Заметив, что перед дверью лавки кто-то остановился, купец умолк и, оставив свою книжку, стал раскладывать перед девочкой товар. Это было мыло, нарезанное маленькими кусочками и обёрнутое в разноцветные бумажки. Цзинь Фын была так мала ростом, что её нос приходился вровень с прилавком, и она лучше слышала запах, исходящий от мыла, чем видела обёртки.
Но вот случайный прохожий, постояв перед лавкой, двинулся дальше, и купец снова заговорил так тихо, чтобы слышать его могла только девочка, даже если бы в лавке было третье ухо:
— Потом вы вернётесь к командиру «красных кротов» и повторите ему все это. Вы скажете, что ему следует послать разведку и выяснить, кто убит: наш человек или враг. Это очень важно выяснить; но чтобы все это узнать, нужно кому-нибудь побывать в Тайюани, так как тело убитой подобрано полицией.

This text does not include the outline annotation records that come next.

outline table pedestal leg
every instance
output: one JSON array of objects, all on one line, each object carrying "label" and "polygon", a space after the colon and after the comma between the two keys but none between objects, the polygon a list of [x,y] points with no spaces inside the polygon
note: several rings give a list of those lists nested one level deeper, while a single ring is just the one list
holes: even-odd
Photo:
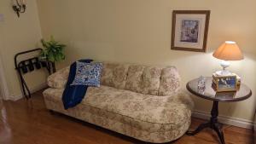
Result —
[{"label": "table pedestal leg", "polygon": [[201,124],[194,131],[188,131],[186,134],[188,135],[194,135],[199,133],[205,128],[211,128],[215,130],[218,134],[218,136],[220,140],[221,144],[225,144],[224,134],[221,130],[219,123],[218,122],[218,101],[213,101],[212,112],[211,112],[211,120],[208,123]]}]

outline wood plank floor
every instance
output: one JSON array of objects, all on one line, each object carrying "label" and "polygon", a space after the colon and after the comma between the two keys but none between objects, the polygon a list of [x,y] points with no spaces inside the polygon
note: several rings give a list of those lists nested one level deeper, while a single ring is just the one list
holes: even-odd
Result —
[{"label": "wood plank floor", "polygon": [[[192,118],[191,129],[203,120]],[[252,144],[252,131],[224,125],[226,144]],[[0,144],[143,144],[145,142],[61,114],[50,113],[42,91],[31,100],[0,101]],[[217,135],[205,130],[170,144],[218,144]]]}]

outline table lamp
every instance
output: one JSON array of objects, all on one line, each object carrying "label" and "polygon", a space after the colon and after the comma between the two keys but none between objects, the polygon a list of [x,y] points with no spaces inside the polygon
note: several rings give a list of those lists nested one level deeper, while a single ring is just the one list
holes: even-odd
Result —
[{"label": "table lamp", "polygon": [[215,58],[222,60],[220,66],[223,67],[222,71],[216,72],[219,76],[229,76],[230,72],[226,68],[230,65],[228,60],[239,60],[243,59],[241,49],[236,42],[226,41],[220,47],[218,47],[212,55]]}]

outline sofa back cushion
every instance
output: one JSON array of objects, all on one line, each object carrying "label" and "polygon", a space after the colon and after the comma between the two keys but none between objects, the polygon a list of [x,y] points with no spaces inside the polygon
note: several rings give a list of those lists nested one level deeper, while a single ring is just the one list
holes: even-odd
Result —
[{"label": "sofa back cushion", "polygon": [[103,63],[101,84],[124,89],[128,67],[125,64]]},{"label": "sofa back cushion", "polygon": [[130,66],[125,89],[137,93],[158,95],[161,68],[156,66]]},{"label": "sofa back cushion", "polygon": [[178,89],[180,78],[174,66],[103,63],[101,83],[146,95],[167,95]]},{"label": "sofa back cushion", "polygon": [[[64,89],[69,66],[48,78],[48,85]],[[178,90],[180,77],[174,66],[148,66],[103,63],[101,84],[154,95],[170,95]]]},{"label": "sofa back cushion", "polygon": [[175,66],[162,69],[159,95],[170,95],[180,88],[180,76]]}]

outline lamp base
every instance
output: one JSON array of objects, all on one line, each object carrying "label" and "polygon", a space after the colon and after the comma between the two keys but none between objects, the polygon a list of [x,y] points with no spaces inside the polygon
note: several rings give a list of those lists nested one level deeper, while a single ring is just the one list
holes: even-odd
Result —
[{"label": "lamp base", "polygon": [[220,66],[223,67],[223,70],[222,71],[218,71],[215,73],[218,76],[230,76],[230,75],[231,75],[232,73],[230,71],[226,70],[226,68],[229,67],[230,65],[230,63],[229,61],[222,60],[220,62]]}]

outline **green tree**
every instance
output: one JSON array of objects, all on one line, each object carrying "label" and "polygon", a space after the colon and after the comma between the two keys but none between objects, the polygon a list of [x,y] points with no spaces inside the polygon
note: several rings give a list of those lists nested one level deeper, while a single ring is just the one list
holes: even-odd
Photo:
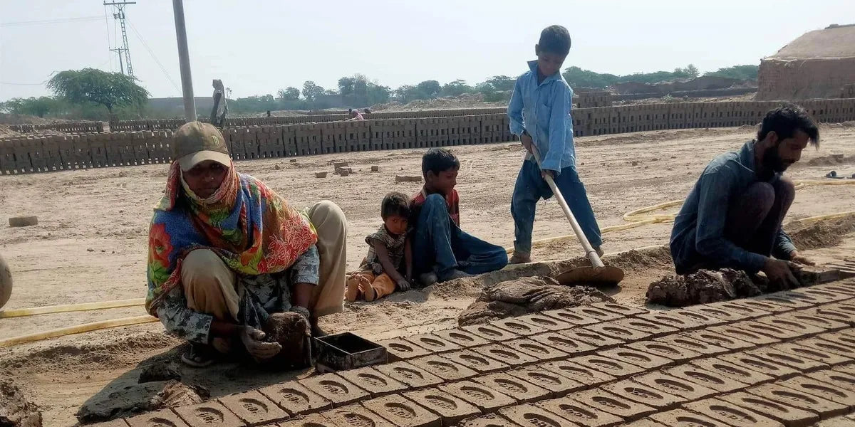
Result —
[{"label": "green tree", "polygon": [[47,87],[73,103],[103,105],[110,114],[119,106],[139,109],[149,97],[149,91],[137,85],[134,78],[95,68],[63,71],[50,79]]}]

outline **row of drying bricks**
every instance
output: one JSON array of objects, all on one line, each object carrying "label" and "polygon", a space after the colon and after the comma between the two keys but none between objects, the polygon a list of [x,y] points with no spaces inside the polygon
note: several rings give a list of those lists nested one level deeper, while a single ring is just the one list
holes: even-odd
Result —
[{"label": "row of drying bricks", "polygon": [[544,312],[381,342],[388,365],[110,424],[810,425],[855,409],[853,296],[850,281],[679,310]]}]

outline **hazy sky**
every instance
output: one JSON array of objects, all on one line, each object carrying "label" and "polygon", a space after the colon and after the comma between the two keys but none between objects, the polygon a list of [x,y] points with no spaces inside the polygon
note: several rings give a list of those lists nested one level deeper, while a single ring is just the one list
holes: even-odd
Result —
[{"label": "hazy sky", "polygon": [[[551,24],[573,37],[565,67],[622,74],[757,64],[805,32],[855,21],[852,0],[184,3],[195,94],[209,96],[221,79],[233,97],[309,79],[334,88],[356,73],[393,89],[516,76]],[[99,0],[0,0],[0,101],[48,95],[39,84],[55,72],[118,71],[111,12]],[[152,97],[180,97],[172,2],[138,0],[127,17],[137,78]]]}]

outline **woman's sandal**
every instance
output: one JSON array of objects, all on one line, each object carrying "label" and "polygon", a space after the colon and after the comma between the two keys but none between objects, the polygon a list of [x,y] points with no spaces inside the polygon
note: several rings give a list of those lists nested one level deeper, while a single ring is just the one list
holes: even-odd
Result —
[{"label": "woman's sandal", "polygon": [[214,349],[210,346],[192,342],[190,349],[181,354],[181,361],[196,368],[209,366],[214,363]]}]

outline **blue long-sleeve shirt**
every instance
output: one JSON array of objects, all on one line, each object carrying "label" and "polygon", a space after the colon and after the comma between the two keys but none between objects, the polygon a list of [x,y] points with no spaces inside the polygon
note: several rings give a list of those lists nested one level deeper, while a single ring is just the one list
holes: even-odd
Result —
[{"label": "blue long-sleeve shirt", "polygon": [[561,73],[538,85],[537,61],[528,61],[528,68],[516,79],[508,104],[510,132],[519,137],[528,131],[540,152],[540,168],[557,174],[575,166],[570,117],[573,90]]},{"label": "blue long-sleeve shirt", "polygon": [[[775,173],[768,182],[774,184],[780,178],[781,175]],[[763,268],[765,255],[745,250],[724,237],[728,202],[758,181],[753,141],[737,152],[716,157],[707,165],[674,220],[670,247],[677,272],[704,260],[752,272]],[[788,260],[794,250],[789,236],[779,228],[770,254]]]}]

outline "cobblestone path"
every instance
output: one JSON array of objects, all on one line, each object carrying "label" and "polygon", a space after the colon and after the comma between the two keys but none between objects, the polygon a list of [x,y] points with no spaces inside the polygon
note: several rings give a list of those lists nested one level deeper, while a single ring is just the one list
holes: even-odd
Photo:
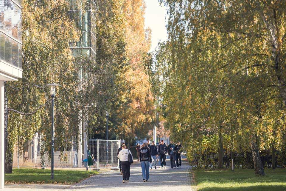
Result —
[{"label": "cobblestone path", "polygon": [[81,191],[145,191],[168,190],[170,189],[176,191],[195,190],[194,187],[191,186],[193,181],[189,175],[190,167],[186,162],[183,162],[182,168],[178,169],[170,169],[170,161],[167,161],[167,163],[166,169],[157,168],[156,170],[150,170],[149,180],[146,182],[143,181],[140,164],[136,162],[131,165],[131,176],[128,182],[122,182],[122,176],[120,175],[119,171],[102,171],[100,175],[71,186],[10,184],[5,185],[4,190],[54,191],[64,189]]}]

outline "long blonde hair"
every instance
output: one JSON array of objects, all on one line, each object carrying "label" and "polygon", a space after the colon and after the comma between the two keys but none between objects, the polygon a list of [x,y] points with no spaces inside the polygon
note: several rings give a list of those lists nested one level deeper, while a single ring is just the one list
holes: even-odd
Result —
[{"label": "long blonde hair", "polygon": [[147,147],[149,149],[150,149],[150,148],[148,147],[148,145],[147,144],[147,143],[143,143],[143,144],[142,144],[142,146],[141,147],[141,148],[142,148],[143,147]]}]

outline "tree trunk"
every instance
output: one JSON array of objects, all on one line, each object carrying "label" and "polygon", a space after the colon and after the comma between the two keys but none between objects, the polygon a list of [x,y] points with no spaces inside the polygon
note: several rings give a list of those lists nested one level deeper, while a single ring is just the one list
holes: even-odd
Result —
[{"label": "tree trunk", "polygon": [[251,142],[251,150],[253,158],[253,164],[257,176],[264,176],[264,170],[263,169],[261,158],[258,150],[258,147],[256,142],[252,141]]},{"label": "tree trunk", "polygon": [[275,148],[274,147],[273,144],[272,143],[271,146],[271,152],[272,155],[272,160],[271,167],[272,169],[275,169]]},{"label": "tree trunk", "polygon": [[4,86],[4,153],[5,160],[4,171],[5,173],[12,173],[13,165],[13,148],[11,149],[8,138],[8,115],[9,112],[7,111],[8,107],[8,97],[7,93],[6,81]]},{"label": "tree trunk", "polygon": [[221,135],[221,129],[222,128],[221,125],[220,126],[218,132],[218,168],[223,168],[223,147],[222,138]]}]

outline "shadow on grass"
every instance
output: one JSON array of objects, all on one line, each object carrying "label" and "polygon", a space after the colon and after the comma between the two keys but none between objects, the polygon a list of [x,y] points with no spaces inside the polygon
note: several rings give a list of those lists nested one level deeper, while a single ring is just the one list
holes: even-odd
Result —
[{"label": "shadow on grass", "polygon": [[282,191],[286,190],[286,186],[252,186],[233,187],[210,187],[199,189],[198,191]]},{"label": "shadow on grass", "polygon": [[257,176],[253,169],[237,169],[233,172],[228,169],[195,170],[196,181],[198,184],[206,182],[224,184],[230,182],[254,183],[286,181],[285,169],[274,170],[265,169],[265,176]]}]

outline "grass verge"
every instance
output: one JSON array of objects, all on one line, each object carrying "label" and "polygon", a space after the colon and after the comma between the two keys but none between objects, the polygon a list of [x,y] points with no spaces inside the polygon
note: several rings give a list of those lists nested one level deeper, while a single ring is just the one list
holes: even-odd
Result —
[{"label": "grass verge", "polygon": [[265,175],[256,176],[253,169],[195,169],[198,191],[286,190],[286,169],[265,169]]},{"label": "grass verge", "polygon": [[12,174],[5,174],[5,184],[72,184],[92,175],[97,171],[55,170],[54,180],[51,179],[51,170],[32,168],[13,170]]}]

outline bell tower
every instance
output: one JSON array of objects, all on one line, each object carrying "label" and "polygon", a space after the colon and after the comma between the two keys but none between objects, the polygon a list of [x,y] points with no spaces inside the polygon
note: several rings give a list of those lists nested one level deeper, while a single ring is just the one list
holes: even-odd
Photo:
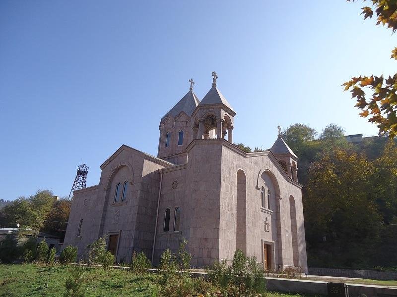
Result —
[{"label": "bell tower", "polygon": [[216,87],[216,72],[211,74],[212,87],[192,115],[194,135],[197,139],[223,139],[227,135],[227,141],[233,143],[236,112]]}]

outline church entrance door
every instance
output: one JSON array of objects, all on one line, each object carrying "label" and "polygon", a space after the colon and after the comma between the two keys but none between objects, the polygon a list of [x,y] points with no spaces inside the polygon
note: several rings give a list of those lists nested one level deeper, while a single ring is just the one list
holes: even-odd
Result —
[{"label": "church entrance door", "polygon": [[112,235],[109,236],[109,245],[108,246],[108,250],[116,255],[116,252],[117,250],[117,242],[119,241],[118,235]]},{"label": "church entrance door", "polygon": [[270,270],[271,268],[271,248],[270,245],[264,244],[264,269]]}]

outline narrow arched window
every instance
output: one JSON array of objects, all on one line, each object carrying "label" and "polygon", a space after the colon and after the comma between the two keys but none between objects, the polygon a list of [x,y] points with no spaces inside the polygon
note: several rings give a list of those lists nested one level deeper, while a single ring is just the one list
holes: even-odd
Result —
[{"label": "narrow arched window", "polygon": [[178,145],[182,146],[183,144],[183,130],[179,131],[179,135],[178,136]]},{"label": "narrow arched window", "polygon": [[171,210],[169,208],[167,208],[165,211],[165,218],[164,218],[164,232],[168,232],[170,231],[170,214]]},{"label": "narrow arched window", "polygon": [[177,207],[175,208],[175,214],[174,216],[174,232],[180,231],[180,225],[181,224],[181,208]]},{"label": "narrow arched window", "polygon": [[263,207],[265,207],[265,188],[262,187],[262,188],[261,189],[261,206]]},{"label": "narrow arched window", "polygon": [[170,140],[171,139],[171,133],[167,132],[167,135],[165,137],[165,147],[168,148],[170,146]]},{"label": "narrow arched window", "polygon": [[119,202],[120,200],[120,183],[119,183],[116,186],[115,191],[115,202]]},{"label": "narrow arched window", "polygon": [[270,190],[267,190],[267,208],[270,209]]},{"label": "narrow arched window", "polygon": [[80,223],[78,224],[78,229],[77,230],[77,236],[81,236],[81,226],[83,225],[83,219],[80,220]]},{"label": "narrow arched window", "polygon": [[123,186],[123,196],[121,198],[122,201],[124,201],[127,198],[127,192],[128,192],[128,182],[124,182],[124,185]]}]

Надо её опознать. Мы узнаем по радио у командования приметы нашего человека.
Купец вопросительно посмотрел на девочку, застывшую перед ним с полузакрытыми глазами. Можно было подумать, что она стоя спит. Но в действительности все душевные силы маленькой связной были собраны для того, чтобы не пропустить ни одного слова, все чётко запомнить и без единой ошибки передать по назначению.